The clinic is modern and successful. It has a lab able to carry out vital tests of HIV progress and associated health metrics. Patients have access to potent ARVs and they have been able to recently lower the threshold of disease progression to allow patients to access treatment earlier. They are able to prevent mother-to-child transmission in 80%-90% of cases. However they are currently serving 30,000 patients. 30,000. Bear in mind that in the UK there are ~96,000 people with HIV in total. This one clinic is trying to serve nearly one third of that entire population. It’s mind-boggling. Patients are travelling huge distances to be seen there, and some are unable to access their services altogether. Moreover, far too many patients get to them too late, their immune system too badly compromised for treatment to be successful. The main reasons for this, outside of access issues, are fear and stigma, leading to a reluctance to get tested and a state of denial and a refusal to engage with medical services if a positive test occurs.

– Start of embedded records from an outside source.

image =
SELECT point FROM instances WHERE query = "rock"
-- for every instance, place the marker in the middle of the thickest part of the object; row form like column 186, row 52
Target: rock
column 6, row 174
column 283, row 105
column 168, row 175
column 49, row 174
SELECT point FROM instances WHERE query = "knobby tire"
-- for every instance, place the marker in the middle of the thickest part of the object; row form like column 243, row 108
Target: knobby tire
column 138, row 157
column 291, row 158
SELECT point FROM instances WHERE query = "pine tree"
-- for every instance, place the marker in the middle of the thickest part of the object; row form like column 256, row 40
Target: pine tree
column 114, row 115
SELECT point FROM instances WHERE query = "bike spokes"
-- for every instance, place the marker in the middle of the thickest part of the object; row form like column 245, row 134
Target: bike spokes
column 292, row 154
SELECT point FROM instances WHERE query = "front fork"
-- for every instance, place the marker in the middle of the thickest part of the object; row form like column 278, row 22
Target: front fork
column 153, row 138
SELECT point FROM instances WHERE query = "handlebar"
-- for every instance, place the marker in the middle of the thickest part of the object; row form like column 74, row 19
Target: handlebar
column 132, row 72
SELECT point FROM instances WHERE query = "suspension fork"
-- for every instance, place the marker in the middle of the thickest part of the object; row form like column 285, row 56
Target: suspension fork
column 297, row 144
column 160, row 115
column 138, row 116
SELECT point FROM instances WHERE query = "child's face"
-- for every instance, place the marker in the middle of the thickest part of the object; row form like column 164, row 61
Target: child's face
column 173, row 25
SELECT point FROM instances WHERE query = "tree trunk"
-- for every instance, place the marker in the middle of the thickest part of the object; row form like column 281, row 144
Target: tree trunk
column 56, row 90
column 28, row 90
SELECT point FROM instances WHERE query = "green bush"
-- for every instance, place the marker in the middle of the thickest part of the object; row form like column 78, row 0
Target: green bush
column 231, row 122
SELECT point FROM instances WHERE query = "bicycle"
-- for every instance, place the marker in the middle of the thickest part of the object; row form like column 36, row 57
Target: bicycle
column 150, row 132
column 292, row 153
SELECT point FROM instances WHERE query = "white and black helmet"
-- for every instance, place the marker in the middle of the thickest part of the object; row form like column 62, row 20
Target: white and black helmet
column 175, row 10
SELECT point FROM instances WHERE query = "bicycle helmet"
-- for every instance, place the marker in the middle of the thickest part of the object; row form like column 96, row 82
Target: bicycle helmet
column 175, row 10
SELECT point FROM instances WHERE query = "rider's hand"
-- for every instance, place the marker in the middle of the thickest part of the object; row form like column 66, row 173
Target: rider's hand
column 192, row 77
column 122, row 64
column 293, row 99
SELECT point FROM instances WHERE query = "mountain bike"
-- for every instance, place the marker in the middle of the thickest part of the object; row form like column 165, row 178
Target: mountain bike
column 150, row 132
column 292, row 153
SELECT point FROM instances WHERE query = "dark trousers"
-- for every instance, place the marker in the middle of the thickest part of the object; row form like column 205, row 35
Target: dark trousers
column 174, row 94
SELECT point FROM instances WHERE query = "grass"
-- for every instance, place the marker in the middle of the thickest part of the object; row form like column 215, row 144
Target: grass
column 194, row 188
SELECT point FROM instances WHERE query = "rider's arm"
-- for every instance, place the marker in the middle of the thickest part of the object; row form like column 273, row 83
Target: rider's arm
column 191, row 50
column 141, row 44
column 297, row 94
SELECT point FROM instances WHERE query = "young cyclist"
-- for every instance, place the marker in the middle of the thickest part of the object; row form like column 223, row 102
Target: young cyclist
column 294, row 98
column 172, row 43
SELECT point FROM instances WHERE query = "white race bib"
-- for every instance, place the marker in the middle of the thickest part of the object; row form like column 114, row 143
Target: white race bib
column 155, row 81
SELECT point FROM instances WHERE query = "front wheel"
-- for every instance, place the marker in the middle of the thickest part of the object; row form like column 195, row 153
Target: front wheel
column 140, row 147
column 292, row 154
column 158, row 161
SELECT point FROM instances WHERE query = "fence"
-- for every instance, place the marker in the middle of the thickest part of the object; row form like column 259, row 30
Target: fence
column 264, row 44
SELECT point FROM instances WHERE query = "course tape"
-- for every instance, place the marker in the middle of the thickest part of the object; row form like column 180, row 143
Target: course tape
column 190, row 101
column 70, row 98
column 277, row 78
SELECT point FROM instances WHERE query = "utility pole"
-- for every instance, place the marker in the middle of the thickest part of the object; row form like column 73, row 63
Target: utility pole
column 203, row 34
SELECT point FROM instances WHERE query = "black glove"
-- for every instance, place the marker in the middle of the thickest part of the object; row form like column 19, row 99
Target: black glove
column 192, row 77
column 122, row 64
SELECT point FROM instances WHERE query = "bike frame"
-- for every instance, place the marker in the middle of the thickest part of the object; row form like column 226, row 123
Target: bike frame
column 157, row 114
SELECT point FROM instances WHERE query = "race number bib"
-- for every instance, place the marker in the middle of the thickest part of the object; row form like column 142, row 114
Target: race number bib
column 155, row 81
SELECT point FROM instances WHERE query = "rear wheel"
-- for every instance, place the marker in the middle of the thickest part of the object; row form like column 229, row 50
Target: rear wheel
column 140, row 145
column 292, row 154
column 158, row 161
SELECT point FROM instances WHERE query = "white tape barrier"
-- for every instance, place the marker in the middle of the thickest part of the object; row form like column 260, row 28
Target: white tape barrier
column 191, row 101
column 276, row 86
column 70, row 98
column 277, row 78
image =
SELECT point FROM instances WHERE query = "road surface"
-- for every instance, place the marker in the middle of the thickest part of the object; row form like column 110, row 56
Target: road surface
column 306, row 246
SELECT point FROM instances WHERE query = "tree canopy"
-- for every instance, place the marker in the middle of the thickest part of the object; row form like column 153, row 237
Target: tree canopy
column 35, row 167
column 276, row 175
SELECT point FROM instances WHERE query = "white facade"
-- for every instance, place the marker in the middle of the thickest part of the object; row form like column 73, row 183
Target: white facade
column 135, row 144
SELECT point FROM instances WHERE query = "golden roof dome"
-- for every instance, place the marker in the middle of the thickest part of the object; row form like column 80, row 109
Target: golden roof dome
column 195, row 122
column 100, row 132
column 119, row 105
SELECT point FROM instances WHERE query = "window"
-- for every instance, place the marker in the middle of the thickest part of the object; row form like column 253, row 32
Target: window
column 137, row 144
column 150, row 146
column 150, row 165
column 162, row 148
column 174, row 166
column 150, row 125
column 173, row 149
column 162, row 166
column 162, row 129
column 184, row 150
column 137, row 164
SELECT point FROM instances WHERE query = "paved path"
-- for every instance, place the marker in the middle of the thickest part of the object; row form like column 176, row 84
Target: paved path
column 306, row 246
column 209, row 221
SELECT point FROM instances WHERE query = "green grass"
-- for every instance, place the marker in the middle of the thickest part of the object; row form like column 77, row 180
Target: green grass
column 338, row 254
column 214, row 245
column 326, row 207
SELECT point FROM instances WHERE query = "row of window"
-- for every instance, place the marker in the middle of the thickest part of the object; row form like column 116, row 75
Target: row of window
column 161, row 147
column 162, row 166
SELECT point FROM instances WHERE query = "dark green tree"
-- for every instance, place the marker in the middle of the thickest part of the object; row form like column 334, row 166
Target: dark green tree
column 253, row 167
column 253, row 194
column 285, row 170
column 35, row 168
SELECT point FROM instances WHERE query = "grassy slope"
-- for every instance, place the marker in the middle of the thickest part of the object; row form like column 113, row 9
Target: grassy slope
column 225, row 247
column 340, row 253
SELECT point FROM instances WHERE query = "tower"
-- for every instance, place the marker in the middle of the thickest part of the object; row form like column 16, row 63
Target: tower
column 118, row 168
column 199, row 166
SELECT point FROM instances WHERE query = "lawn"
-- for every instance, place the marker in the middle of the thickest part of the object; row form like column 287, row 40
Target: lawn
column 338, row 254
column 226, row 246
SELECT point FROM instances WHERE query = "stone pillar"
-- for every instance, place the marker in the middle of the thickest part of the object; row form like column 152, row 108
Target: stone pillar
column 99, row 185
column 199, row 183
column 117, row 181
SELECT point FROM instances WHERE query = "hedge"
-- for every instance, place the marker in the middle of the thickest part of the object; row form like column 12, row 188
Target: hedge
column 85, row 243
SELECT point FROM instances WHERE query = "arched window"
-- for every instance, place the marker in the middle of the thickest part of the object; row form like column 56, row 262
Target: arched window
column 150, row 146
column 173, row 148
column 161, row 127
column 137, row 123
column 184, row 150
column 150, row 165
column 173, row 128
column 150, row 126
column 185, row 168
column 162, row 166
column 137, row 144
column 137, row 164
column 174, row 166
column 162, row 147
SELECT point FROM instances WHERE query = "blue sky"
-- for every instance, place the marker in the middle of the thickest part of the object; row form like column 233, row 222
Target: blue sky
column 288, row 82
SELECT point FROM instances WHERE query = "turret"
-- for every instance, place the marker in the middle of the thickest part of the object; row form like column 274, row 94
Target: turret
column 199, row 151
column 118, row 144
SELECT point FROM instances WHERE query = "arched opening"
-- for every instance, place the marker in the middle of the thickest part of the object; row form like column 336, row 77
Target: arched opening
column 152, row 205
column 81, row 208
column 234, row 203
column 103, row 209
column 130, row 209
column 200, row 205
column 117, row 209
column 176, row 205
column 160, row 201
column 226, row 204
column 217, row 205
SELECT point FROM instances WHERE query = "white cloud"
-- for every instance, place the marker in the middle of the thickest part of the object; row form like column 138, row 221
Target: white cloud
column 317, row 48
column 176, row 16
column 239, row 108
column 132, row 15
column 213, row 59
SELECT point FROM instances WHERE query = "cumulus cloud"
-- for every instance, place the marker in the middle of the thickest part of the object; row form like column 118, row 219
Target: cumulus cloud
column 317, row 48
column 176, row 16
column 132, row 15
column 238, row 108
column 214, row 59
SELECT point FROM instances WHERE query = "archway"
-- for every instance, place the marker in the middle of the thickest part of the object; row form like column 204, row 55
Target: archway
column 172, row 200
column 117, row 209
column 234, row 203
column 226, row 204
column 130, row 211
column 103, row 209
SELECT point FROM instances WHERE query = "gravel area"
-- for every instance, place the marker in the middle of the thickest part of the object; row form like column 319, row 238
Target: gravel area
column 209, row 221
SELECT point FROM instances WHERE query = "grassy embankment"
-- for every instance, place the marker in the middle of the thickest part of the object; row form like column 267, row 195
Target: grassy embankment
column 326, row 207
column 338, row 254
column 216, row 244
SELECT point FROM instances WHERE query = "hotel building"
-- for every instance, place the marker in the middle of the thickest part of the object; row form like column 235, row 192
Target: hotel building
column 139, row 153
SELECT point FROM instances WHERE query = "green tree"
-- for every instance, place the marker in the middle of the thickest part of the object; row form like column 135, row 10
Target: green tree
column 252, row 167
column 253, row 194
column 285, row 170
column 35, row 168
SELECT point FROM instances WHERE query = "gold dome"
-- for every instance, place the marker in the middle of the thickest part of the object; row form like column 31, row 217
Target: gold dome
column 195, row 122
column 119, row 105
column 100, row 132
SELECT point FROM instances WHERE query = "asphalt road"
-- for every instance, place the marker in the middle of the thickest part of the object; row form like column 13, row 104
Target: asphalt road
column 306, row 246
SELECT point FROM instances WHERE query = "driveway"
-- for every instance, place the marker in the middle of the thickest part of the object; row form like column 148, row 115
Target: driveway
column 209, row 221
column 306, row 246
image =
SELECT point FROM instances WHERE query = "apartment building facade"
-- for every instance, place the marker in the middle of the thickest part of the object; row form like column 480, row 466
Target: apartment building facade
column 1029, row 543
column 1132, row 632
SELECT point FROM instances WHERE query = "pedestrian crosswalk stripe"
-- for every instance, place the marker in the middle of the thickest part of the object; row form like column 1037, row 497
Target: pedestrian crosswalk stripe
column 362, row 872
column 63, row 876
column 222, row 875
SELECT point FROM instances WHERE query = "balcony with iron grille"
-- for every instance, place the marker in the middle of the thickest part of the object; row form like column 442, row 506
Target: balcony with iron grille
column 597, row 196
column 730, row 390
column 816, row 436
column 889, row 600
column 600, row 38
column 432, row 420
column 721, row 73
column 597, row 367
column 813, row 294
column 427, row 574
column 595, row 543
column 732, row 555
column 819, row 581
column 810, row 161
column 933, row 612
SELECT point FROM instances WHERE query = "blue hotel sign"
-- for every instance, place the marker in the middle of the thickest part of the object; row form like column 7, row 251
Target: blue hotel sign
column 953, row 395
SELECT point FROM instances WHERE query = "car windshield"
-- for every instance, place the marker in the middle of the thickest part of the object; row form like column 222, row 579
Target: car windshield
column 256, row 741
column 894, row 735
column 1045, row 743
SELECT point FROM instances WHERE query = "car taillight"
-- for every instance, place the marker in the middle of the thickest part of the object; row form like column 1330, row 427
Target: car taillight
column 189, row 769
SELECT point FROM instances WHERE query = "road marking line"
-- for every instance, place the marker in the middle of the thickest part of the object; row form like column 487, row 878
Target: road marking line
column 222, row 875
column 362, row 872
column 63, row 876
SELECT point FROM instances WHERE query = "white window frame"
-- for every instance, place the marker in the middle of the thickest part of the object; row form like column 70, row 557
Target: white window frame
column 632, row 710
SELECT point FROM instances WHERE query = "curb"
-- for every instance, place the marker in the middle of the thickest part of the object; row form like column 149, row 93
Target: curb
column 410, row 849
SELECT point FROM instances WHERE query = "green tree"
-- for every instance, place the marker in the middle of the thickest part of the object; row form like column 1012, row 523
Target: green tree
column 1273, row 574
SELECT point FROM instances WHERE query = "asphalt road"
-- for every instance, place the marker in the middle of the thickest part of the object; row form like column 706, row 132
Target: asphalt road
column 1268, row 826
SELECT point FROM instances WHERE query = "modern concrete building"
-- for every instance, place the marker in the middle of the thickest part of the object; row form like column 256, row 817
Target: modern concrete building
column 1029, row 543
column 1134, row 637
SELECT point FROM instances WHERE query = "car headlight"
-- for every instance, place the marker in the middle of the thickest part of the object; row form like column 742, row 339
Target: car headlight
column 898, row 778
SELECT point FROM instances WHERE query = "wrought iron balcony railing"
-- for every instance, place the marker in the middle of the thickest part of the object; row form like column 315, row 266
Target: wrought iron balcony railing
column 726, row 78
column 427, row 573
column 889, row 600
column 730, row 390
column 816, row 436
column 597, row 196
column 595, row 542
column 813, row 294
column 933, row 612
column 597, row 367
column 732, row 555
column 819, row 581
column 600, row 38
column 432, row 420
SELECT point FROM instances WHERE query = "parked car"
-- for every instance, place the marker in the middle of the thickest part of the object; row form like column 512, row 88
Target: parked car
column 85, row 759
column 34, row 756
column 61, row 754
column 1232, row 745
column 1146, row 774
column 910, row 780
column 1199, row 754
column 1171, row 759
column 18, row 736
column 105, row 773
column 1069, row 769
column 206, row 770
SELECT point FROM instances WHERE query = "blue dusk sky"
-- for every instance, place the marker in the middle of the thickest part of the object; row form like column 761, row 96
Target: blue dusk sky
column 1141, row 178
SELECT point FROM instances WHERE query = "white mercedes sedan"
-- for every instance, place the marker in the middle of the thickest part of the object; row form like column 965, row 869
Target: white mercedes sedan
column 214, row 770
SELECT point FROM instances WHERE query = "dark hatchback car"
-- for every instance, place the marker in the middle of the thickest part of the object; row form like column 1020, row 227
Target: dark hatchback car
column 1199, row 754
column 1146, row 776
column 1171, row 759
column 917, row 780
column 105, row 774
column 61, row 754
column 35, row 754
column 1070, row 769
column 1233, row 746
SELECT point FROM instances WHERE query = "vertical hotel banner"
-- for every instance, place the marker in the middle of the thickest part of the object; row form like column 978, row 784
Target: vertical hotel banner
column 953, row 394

This really brings our purpose home. Seeing a mother with her child, both waiting for their joint-consultation, and sitting with kids waiting for their parents to return from the ARV dispensary it becomes clear. If through our efforts in Masaka we keep one kid out of the Uganda Cares clinic, or one gets tested early so they can benefit from ARVs and don’t spread the disease to partners/friends, we will have succeeded. That’s why we came.

Thanks everyone – until the next trip!